Not these quotes from Krugman again, these academics write headline grabbing articles to please the conventional media/political wisdom, if you listen to academics like Krugman or Rubini and invest according to their theories you'd be bankrupt several times and over now.
The RMB issue has been discussed to death on these investor forums here:
Why Should China Change? -- Seeking Alpha
Is a Trade War Brewing? -- Seeking Alpha
China has pegged its currency to USD for decades and so do many OPEC countries, it was never a problem before and in fact Bush back in 2001 said it is a good thing that China ties its currency to the USD.
The real problem is that the US runs an unreasonable fiscal policy and the US consumers got encouraged by senseless cheap credits spent more than they earned, (I still remember back in 2006 or 2007 the average US household spent more than it earned!), and now things are bad they need a scapegoat and China is the obvious choice.
The matter of fact is when the Yuan appreciated 20% from 2005 to 2008, the US trade deficit with China still increased over 30%, the bottom line is if a country (government or its consumers) gets carried away with spending it will run into deficits, one simple example -- the US still spends over $2.4 Billion a day (!!) on military, and it has to imposes high taxes on its corporations and working citizens to fund all its lavish spending, its education on the other hand are facing severe cut backs (including the University of California, arguably the best public university in the whole world), the answer to this as many American people have already pointed out -- they should get their own house in order and fast. The politicians of course naturally tend to do the opposite -- it's never their fault, it's always someone else making the mistakes.
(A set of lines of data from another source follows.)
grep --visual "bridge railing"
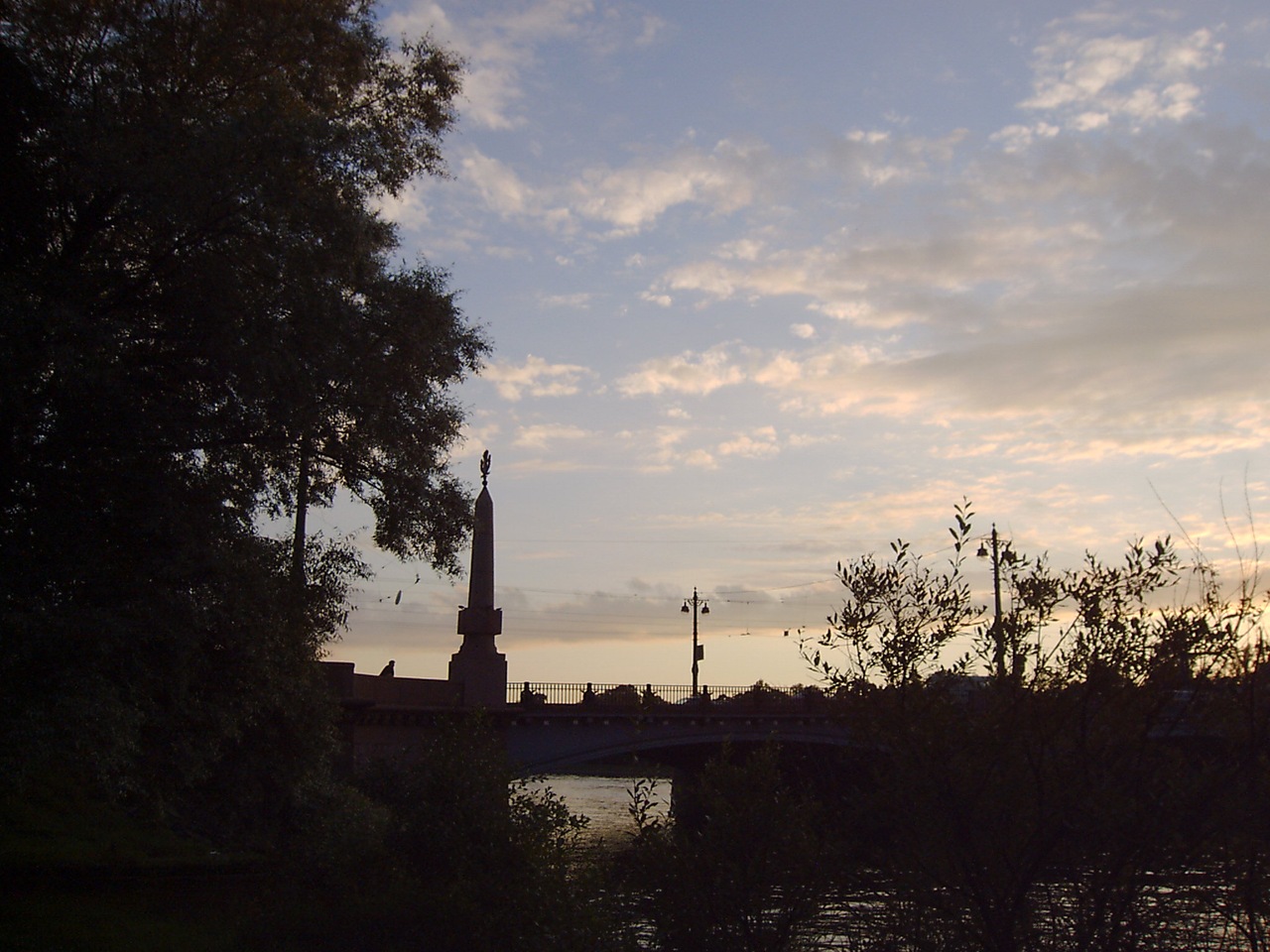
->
[507,681,825,710]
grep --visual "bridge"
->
[322,452,857,774]
[327,662,861,774]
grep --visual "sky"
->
[312,0,1270,685]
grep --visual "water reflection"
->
[531,774,671,842]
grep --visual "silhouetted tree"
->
[0,0,486,832]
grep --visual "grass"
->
[0,779,267,952]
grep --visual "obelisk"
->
[449,449,507,707]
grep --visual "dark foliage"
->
[0,0,486,825]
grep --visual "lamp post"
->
[975,523,1015,683]
[680,586,710,697]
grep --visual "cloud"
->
[480,354,594,401]
[718,426,781,459]
[617,348,745,396]
[563,140,766,236]
[1020,20,1224,132]
[514,422,591,449]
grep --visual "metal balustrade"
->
[507,681,825,710]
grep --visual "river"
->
[531,774,671,842]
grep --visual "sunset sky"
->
[313,0,1270,684]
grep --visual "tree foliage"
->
[803,502,976,688]
[0,0,488,832]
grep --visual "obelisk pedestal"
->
[449,450,507,707]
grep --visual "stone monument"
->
[449,449,507,707]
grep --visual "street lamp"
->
[975,523,1015,681]
[680,586,710,697]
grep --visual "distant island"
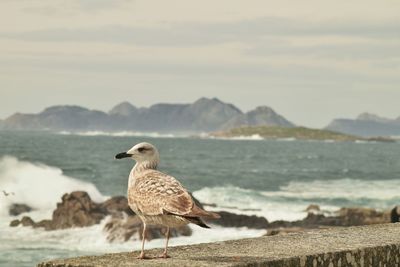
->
[0,97,400,141]
[1,98,294,134]
[211,126,394,142]
[325,113,400,137]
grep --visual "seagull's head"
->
[115,142,159,164]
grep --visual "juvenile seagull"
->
[115,143,220,259]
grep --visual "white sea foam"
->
[193,179,400,221]
[0,218,266,264]
[262,178,400,203]
[193,186,312,221]
[58,131,178,138]
[0,156,105,216]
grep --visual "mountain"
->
[3,98,293,134]
[221,106,295,130]
[325,113,400,137]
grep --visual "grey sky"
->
[0,0,400,127]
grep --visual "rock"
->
[265,227,305,236]
[33,220,56,231]
[10,191,192,242]
[390,206,400,223]
[10,220,21,227]
[338,208,390,226]
[100,196,135,218]
[104,216,192,242]
[21,216,35,226]
[210,211,268,229]
[306,204,321,214]
[51,191,106,229]
[8,203,32,216]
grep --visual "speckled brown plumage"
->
[116,143,219,258]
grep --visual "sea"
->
[0,131,400,267]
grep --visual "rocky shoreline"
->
[9,191,399,242]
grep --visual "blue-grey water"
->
[0,131,400,266]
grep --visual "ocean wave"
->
[193,186,314,221]
[262,179,400,201]
[193,178,400,221]
[211,134,265,141]
[0,156,105,216]
[57,131,178,138]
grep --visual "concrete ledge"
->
[38,223,400,267]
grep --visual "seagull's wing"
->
[129,170,219,217]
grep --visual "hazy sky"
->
[0,0,400,127]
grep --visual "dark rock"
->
[21,216,35,226]
[10,191,192,245]
[211,211,268,229]
[10,220,21,227]
[104,216,192,242]
[265,227,305,236]
[8,203,32,216]
[52,191,106,229]
[100,196,135,218]
[390,206,400,223]
[33,220,56,231]
[306,204,321,213]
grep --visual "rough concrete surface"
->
[38,223,400,267]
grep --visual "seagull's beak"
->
[115,152,132,159]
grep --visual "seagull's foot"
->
[137,252,152,260]
[158,251,171,259]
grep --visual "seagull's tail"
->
[185,204,221,219]
[186,217,211,228]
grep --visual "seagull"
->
[115,142,220,259]
[2,190,15,197]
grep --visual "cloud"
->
[0,17,400,46]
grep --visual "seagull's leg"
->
[160,227,169,259]
[138,223,147,259]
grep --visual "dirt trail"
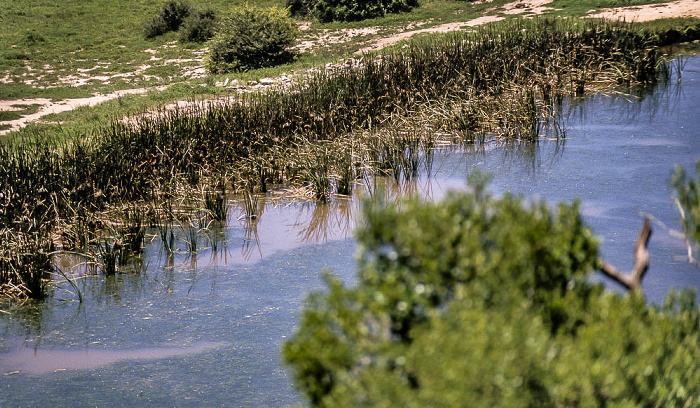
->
[0,0,700,136]
[588,0,700,22]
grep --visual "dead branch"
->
[600,217,651,293]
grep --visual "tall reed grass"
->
[0,19,676,297]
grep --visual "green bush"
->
[178,9,217,43]
[284,180,700,407]
[206,5,299,73]
[310,0,418,23]
[144,0,192,38]
[671,160,700,244]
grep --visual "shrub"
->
[144,0,192,38]
[314,0,418,22]
[206,5,299,73]
[178,9,217,43]
[284,181,700,407]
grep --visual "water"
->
[0,57,700,407]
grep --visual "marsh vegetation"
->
[0,19,688,297]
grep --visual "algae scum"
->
[0,56,700,407]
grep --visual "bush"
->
[284,181,700,407]
[178,9,217,43]
[144,0,192,38]
[206,5,299,73]
[310,0,418,23]
[286,0,317,17]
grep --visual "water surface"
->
[0,57,700,407]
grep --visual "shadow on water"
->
[0,57,700,406]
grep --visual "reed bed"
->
[0,19,680,297]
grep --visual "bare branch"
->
[600,217,651,293]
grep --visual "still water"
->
[0,56,700,407]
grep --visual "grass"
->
[0,0,687,297]
[548,0,672,16]
[0,0,696,139]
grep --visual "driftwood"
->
[600,217,651,293]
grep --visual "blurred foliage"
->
[206,5,299,74]
[671,160,700,244]
[177,9,217,43]
[284,176,700,407]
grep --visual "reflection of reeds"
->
[0,228,53,299]
[242,190,264,220]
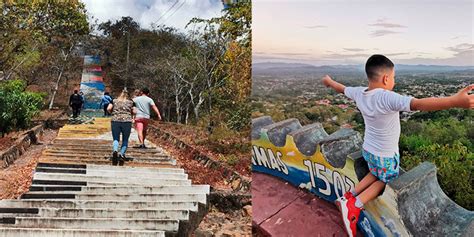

Back to the Yuan issue, it will gradually appreciate and the chinese government has given its strongest hint this month, (in fact it will have to given how fast the US is printing its money), but how much and how fast it appreciates does not depend on the US politicians, the eventual goal of the Yuan would be fully convertible but if the US doesn't start to have a more sensible fiscal policy, that day may also be the day that the USD loses its world reserve currency status and replaced by some other kind of medium.
One sensible politician I think the US currently has is republican Ron Paul, he is said to be running for the next presidency and it'd be interesting to see how this will turn out. Many of his views are just spot on in my opinion: stop the bureaucrats in the Fed (who have NEVER made a living in the market themselves) from printing money like there's no tomorrow, bending the laws of a market by bailing out bad money (incompetent companies) with good money (prudent tax payers and profitable companies), cut the loss in Iraq and other overseas war fares for better self-preservation etc.